Key Terms in this Chapter

Developmental Paradigm: Working with people in their local context while also engaging in the broader spiritual, social, economic and political context.

Pre-Departure Orientation: Programming intended to prepare students for a meaningful, successful, and educational experience abroad. Pre-departure orientation addresses everything from practical concerns with passports and student visas, health and safety, and academics to cultural adjustment, intercultural learning, and diversity awareness. Includes information on what to expect in the education abroad program, including such matters as housing, finances, transportation, and emergency contacts. Orientation may consist of written materials, in-person meetings, webinars, online training modules, email correspondence, phone conversations, or a combination of these elements.

Cultural Immersion: Living in the community 24/7, challenging one’s cultural and individual assumptions and identity. In other words, a sojourner’s engagement with and interaction in a host culture, with the goal of extensive involvement with host culture members.

Field Study: Structured learning outside the classroom.

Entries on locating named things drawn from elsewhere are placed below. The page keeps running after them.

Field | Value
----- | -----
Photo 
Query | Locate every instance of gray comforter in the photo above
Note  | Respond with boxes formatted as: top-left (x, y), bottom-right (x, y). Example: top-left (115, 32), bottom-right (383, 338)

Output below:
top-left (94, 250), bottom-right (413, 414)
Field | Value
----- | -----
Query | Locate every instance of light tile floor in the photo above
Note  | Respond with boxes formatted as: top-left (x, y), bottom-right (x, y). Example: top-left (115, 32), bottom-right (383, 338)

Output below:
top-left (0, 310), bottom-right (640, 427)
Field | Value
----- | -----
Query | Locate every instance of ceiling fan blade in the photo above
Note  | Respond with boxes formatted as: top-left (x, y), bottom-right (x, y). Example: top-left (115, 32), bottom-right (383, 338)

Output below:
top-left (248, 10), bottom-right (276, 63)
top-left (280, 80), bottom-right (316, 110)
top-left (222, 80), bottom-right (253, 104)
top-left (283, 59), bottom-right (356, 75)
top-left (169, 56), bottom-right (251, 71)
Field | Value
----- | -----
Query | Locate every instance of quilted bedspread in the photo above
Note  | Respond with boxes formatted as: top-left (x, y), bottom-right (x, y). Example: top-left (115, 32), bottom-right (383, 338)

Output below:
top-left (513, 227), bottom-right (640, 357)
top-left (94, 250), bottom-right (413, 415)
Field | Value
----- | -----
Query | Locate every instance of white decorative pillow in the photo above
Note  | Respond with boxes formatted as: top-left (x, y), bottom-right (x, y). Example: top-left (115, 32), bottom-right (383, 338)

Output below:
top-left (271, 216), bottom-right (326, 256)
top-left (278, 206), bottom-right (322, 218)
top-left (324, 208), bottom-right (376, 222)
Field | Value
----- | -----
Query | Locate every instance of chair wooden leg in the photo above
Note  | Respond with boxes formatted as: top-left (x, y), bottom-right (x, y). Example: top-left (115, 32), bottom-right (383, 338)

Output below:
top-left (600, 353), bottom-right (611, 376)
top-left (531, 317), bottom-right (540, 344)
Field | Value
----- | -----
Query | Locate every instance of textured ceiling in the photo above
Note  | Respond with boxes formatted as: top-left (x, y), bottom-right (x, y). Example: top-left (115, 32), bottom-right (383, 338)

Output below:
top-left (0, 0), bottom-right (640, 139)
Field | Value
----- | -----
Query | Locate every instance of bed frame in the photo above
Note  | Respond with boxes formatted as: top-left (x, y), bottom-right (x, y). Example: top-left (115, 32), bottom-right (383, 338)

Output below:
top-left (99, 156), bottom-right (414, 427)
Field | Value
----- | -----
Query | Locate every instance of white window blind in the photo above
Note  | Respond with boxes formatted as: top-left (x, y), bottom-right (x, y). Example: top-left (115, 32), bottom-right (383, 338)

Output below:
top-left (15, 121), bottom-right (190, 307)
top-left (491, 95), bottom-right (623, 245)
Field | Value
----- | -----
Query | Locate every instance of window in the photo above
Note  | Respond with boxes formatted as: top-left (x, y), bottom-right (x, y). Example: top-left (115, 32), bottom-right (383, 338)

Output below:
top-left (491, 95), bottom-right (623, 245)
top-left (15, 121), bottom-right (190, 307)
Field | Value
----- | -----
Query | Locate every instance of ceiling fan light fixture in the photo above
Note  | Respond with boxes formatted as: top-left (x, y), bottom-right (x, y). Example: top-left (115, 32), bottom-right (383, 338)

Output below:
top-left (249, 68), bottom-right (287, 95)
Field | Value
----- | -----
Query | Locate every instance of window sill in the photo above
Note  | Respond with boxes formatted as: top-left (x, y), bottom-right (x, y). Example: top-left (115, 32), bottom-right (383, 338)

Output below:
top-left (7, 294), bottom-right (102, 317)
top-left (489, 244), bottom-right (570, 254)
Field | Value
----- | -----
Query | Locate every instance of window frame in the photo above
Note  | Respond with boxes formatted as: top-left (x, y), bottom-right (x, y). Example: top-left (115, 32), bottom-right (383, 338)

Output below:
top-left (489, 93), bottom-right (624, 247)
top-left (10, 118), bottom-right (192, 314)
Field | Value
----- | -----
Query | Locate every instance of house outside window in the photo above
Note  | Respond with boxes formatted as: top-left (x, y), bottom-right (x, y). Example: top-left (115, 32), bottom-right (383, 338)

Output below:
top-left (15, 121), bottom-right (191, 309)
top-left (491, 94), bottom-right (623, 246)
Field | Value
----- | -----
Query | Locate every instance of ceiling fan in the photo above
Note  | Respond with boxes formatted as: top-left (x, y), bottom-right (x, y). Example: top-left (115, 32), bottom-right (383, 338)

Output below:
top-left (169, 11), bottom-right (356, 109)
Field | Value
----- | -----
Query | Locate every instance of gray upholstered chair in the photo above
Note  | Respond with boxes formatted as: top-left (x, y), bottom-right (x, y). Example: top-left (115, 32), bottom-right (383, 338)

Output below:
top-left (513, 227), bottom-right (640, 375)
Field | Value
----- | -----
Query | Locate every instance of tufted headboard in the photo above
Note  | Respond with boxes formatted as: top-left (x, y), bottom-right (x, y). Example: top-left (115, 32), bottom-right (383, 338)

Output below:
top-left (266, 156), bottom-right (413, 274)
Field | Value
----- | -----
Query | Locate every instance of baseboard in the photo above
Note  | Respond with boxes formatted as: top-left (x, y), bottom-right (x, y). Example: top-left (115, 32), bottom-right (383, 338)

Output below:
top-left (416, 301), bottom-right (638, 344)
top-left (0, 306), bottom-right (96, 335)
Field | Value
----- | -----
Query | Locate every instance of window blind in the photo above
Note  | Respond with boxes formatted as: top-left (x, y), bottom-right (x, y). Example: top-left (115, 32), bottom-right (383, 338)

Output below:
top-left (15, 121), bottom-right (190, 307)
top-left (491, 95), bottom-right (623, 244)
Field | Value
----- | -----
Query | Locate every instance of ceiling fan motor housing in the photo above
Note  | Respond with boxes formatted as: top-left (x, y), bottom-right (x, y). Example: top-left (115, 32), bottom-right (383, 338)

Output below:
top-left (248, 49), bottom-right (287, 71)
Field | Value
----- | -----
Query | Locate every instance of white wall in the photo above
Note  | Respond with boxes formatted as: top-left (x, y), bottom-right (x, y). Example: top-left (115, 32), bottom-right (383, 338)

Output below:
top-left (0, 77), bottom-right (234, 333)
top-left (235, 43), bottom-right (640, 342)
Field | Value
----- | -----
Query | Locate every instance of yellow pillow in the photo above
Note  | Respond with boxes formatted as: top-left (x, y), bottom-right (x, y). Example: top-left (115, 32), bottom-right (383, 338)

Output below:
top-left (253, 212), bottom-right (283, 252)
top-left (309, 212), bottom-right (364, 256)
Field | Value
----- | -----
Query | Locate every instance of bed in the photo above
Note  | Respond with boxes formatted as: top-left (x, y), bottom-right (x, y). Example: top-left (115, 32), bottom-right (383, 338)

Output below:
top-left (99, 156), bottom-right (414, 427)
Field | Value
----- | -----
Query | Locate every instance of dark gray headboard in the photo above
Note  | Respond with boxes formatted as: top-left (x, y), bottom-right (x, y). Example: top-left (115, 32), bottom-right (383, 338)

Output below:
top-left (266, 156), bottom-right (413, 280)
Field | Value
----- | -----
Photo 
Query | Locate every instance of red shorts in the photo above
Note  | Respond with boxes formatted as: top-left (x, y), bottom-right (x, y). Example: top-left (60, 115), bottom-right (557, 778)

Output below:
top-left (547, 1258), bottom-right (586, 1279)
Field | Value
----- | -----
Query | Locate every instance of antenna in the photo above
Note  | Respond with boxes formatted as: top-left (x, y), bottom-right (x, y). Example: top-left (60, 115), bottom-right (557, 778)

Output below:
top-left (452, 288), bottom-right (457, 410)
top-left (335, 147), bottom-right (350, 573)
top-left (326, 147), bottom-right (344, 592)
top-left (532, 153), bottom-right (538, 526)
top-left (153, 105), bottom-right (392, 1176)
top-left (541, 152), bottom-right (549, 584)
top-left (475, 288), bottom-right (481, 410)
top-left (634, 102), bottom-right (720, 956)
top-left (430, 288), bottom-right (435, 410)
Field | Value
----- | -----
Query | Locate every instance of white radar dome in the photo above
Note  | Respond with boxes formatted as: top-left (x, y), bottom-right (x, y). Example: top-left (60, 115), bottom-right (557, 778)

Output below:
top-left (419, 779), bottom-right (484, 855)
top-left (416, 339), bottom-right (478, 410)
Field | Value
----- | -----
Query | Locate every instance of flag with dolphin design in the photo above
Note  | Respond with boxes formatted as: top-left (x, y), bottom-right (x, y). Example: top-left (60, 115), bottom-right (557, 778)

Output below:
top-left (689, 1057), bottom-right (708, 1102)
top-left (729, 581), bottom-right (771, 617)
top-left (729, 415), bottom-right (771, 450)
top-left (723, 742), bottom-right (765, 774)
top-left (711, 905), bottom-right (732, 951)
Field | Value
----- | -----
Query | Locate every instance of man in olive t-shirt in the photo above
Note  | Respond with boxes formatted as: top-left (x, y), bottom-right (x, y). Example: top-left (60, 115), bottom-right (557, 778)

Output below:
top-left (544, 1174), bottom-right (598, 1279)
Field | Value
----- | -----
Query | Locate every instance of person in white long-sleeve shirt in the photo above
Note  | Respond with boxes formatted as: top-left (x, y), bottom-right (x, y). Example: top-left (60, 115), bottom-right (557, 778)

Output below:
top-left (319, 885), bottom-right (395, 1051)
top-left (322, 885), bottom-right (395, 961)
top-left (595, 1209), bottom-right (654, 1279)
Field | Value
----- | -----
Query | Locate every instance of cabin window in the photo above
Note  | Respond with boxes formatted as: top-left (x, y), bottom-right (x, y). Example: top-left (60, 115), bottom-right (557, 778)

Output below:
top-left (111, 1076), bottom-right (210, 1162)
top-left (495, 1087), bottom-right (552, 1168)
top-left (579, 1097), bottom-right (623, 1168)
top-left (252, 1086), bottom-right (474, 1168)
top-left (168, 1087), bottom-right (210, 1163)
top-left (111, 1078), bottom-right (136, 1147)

Includes such experiences as internships, service-learning projects, field trips and excursions, nature observation and research, small-team field assignments, and individual research projects.

Cultural Adjustment: A series of psychological ups and downs that accompany the entry into a new culture. Such feelings are commonly experienced in any transition but are intensified when crossing cultural boundaries.

Reflection: A consideration or analysis of a topic or experience that has an academic basis, but is also personal in nature. This is a common pedagogical method for courses on study abroad programs that examine cross-cultural issues. Through reflection, participants are asked to examine a particular cultural issue or practice in the host country and analyse it through their personal lens. Generally, reflection is done through a journal or other piece of writing (also called reflective writing).

Experiential Education: Learning by doing. This term, which traces its origins to the works of John Dewey, encompasses a vast array of approaches to learning inside and outside the classroom that complement more conventional instruction. Methods may include research, field trips or seminars, laboratory work, fieldwork or observation, as well as immersion in workplace settings, such as internships, volunteering, teaching, and paid jobs. Giving structure to the learning experience through observation, reflection and analysis is often seen as an essential element of experiential education. Experiential education may be curricular (for credit) or co-curricular (not for credit).